Director Philippe Falardeau’s brilliant new film works on many levels. It is the story of an Algerian refugee claimant in Montreal, trained as a teacher, who secures a desperately-needed job when a teaching position in a primary school is left empty through tragic circumstances. It is a story about the desperate need to connect in times of grief. It is also a story about the modern education system, and how curricula in schools sometimes neglects children’s emotional education. Yet, it is also a story of refugee resilience, and of how people whose lives are shaped by tragic events manage to overcome them by the power of deep compassion.

Bachir Lazhar, the main character in the film, walks into a situation that many newcomers have experienced in their job searches – he happens to be at the right place at the right time. After reading in the newspaper about the tragedy, he goes to the Montreal primary school, with his résumé in hand, and offers to teach the class whose teacher has been lost. At first feeling like a fish out of water, he eventually forges a deep bond with his students and wins them over with his quiet and dignified demeanour, challenging them with unorthodox choices in reading material and educational approach. His notions of education often clash with established principles that sometimes seem separated from children’s real needs.

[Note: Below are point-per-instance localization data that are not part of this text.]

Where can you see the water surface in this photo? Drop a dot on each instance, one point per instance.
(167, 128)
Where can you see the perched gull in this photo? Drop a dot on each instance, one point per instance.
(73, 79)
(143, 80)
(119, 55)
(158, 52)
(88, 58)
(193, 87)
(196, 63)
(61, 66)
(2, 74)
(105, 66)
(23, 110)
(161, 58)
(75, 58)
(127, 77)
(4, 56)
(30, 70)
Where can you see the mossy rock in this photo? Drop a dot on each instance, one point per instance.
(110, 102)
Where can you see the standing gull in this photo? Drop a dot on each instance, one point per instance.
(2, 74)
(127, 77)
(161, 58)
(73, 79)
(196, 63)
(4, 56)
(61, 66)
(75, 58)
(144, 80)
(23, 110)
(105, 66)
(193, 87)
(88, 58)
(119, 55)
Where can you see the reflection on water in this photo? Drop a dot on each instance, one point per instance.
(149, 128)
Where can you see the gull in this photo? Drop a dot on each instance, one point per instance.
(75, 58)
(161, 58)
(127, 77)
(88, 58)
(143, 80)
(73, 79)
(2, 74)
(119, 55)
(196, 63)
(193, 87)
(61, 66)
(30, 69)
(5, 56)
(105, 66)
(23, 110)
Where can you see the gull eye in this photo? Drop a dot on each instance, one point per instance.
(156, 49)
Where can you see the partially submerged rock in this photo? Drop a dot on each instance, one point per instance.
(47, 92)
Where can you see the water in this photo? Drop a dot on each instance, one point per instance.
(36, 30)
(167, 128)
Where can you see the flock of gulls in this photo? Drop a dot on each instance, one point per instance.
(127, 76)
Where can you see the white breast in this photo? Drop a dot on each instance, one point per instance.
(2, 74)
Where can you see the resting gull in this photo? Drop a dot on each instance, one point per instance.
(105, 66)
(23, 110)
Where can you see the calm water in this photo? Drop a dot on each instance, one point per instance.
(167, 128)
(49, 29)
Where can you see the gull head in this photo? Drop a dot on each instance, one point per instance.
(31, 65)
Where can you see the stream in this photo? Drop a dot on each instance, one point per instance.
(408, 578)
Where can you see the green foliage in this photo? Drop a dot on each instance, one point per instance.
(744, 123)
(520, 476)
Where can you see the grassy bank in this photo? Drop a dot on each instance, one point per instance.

Monsieur Lazhar offers thoughtful reflection on several subjects. It is a study of how sudden and inexplicable loss can affect children and adults alike, and how children often seem better equipped than adults to deal with it, yet they are not allowed to express their feelings openly. The film also touches on differing cultural notions of what it means to educate children. As well, Monsieur Lazhar is a story whose elements many newcomers to Canada will recognize. Bachir Lazhar carries his tragic personal story buried within him, but it is precisely this experience that proves so valuable in his approach to students and the eventual bond that they establish with him. His students are a true multicultural microcosm, bringing their own personal stories and family dynamics that sometimes affect their behaviour and response to the tragedy that has befallen them.

Director and writer Philippe Falardeau weaves together all these themes in a careful and methodical way, and gets perfect performances from all his actors, especially Mohamed Fellag in his moving and dignified portrait of Lazhar, and Sophie Nélisse as one of his precocious students with whom he establishes a special connection.

Monsieur Lazhar contains moments of both sadness and joy that some will recognize from the time they first arrived in Canada. It is a film that shows how compassion, empathy and respect can show the way forward across cultural and community boundaries. In its intricate, yet profound way, it leaves us to ponder the infinite possibilities offered by simple human connection.

Monsieur Lazhar still plays in cinemas across Canada and is currently available on DVD.